The funding and energy conundrums
The AIRFoundry was launched in April through an $18 million NSF grant and brings together researchers from Penn, Children’s Hospital of Philadelphia, Drexel University and others.
McCormick said AIRFoundry reflects the value of federal funding that can boost medical research, and create jobs.
“I’m so glad to see that the funding’s being put to good use,” he said. “I’ve been somebody who’s tried to be a really strong voice increasing NSF, [National Institutes of Health] funding. I think we need to make sure it’s really used in local ways.
The Trump administration planned to cut NSF funding by nearly $5 billion in its preliminary budget proposal last year. That funding was largely restored, but scientists have expressed concern over Trump’s firing of the NSF board last month.
Another challenge for the rise of AI: energy use. The processing power required to train AI models demands unprecedented levels of energy and water for cooling. Critics say the expanded use of natural gas for data centers will increase greenhouse gases and further impact the climate.
There are now 52 AI-based data centers in Pennsylvania, about half in and around Philadelphia, with dozens more in planning stages. They have driven up energy demand and led to recent increases in consumer electricity rates. The state utility commission has proposed a tariff plan to reduce that impact, but state legislators may need to intervene as demand increases.

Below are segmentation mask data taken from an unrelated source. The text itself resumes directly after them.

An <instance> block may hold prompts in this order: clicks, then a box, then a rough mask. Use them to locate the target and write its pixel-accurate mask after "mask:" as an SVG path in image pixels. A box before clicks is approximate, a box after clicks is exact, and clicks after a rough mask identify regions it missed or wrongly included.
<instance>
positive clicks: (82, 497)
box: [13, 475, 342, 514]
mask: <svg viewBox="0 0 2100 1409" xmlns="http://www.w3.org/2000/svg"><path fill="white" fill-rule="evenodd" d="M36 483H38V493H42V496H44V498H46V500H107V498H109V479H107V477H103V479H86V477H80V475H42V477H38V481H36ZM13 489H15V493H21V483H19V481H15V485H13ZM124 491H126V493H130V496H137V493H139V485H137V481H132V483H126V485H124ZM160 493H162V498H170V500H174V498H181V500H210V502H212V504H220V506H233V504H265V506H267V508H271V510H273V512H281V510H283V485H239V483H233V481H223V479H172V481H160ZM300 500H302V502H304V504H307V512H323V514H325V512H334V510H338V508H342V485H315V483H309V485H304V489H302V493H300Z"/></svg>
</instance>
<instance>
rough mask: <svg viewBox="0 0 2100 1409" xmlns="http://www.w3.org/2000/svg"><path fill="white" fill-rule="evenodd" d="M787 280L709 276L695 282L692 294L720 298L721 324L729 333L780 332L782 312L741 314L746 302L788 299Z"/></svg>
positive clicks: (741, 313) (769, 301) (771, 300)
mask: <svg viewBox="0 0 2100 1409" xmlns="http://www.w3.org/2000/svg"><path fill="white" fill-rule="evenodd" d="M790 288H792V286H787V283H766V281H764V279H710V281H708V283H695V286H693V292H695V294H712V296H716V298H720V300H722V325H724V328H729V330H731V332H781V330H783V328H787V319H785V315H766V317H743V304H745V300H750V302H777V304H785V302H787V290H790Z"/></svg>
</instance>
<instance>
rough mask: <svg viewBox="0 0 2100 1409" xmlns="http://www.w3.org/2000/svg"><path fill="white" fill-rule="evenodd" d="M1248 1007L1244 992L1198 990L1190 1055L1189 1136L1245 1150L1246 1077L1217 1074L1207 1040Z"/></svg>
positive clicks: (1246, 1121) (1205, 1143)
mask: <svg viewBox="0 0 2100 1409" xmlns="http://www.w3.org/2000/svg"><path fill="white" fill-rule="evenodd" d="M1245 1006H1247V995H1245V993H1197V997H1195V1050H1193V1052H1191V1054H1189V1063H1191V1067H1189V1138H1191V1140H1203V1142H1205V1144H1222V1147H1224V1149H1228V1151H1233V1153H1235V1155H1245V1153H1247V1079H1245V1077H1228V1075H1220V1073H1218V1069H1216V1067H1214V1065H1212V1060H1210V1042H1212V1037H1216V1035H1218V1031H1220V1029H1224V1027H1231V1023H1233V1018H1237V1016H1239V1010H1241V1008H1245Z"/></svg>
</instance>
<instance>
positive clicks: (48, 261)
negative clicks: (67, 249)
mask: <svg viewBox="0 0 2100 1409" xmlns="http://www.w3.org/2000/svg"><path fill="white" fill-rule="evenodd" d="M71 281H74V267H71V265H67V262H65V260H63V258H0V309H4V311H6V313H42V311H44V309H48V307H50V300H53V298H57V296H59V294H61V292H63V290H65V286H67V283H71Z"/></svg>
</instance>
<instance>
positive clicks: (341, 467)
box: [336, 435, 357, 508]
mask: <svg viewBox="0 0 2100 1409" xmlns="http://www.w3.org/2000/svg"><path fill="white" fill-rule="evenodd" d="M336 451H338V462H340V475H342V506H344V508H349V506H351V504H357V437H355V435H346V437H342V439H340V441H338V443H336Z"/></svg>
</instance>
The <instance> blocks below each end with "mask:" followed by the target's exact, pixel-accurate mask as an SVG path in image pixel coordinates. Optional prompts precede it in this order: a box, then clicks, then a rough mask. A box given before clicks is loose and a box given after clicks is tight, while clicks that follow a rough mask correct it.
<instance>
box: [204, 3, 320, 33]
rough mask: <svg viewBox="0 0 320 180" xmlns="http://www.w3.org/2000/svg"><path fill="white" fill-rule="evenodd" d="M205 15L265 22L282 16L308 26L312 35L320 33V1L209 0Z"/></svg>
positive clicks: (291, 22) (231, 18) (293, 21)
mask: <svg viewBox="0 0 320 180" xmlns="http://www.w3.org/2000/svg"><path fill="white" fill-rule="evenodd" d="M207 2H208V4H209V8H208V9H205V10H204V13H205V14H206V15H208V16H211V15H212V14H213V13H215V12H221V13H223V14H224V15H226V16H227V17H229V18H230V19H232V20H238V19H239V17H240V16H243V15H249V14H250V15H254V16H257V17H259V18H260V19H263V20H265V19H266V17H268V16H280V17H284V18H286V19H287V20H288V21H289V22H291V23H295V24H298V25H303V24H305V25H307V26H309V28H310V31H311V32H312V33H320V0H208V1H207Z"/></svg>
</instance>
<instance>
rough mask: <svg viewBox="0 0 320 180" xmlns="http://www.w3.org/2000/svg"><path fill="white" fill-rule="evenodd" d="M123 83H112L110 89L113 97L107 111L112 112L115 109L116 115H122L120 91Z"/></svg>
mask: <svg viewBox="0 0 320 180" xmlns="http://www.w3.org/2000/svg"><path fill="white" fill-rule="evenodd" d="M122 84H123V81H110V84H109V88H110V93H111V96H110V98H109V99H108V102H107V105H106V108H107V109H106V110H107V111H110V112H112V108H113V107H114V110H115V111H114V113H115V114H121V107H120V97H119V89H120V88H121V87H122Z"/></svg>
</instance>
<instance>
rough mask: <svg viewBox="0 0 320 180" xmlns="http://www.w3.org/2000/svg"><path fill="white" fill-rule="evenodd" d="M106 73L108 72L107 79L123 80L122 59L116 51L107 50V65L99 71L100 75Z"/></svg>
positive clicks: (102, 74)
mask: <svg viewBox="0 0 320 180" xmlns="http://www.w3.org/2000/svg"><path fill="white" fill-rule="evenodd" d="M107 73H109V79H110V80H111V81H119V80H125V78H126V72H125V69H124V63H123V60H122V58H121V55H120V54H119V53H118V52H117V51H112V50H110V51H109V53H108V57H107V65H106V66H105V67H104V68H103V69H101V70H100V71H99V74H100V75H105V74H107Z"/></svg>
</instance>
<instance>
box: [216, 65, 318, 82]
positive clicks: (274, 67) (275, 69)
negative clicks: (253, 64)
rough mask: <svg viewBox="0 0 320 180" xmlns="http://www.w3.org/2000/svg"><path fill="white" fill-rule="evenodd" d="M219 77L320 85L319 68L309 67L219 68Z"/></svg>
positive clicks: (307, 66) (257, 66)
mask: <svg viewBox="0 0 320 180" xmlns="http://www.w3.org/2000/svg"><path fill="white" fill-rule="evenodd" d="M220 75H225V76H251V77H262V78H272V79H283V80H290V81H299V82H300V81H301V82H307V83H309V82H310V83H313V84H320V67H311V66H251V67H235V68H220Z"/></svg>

Asked about concerns over the power needed by data centers, McCormick said data centers should be required to produce the energy they need themselves, and used Homer City as an example. A planned development in the Indiana County town includes on-site natural gas generators that are intended to generate 4,500 megawatts to help power the data center. However, the local utility is still expected to provide a significant amount of additional energy.
“You can’t really say AI revolution without saying energy revolution, because you have to have enormous power to power the compute,” McCormick said. “Pennsylvania is uniquely blessed. We have incredible energy resources, [the] fourth-largest natural gas reserves in the world, second-largest energy producer in America.”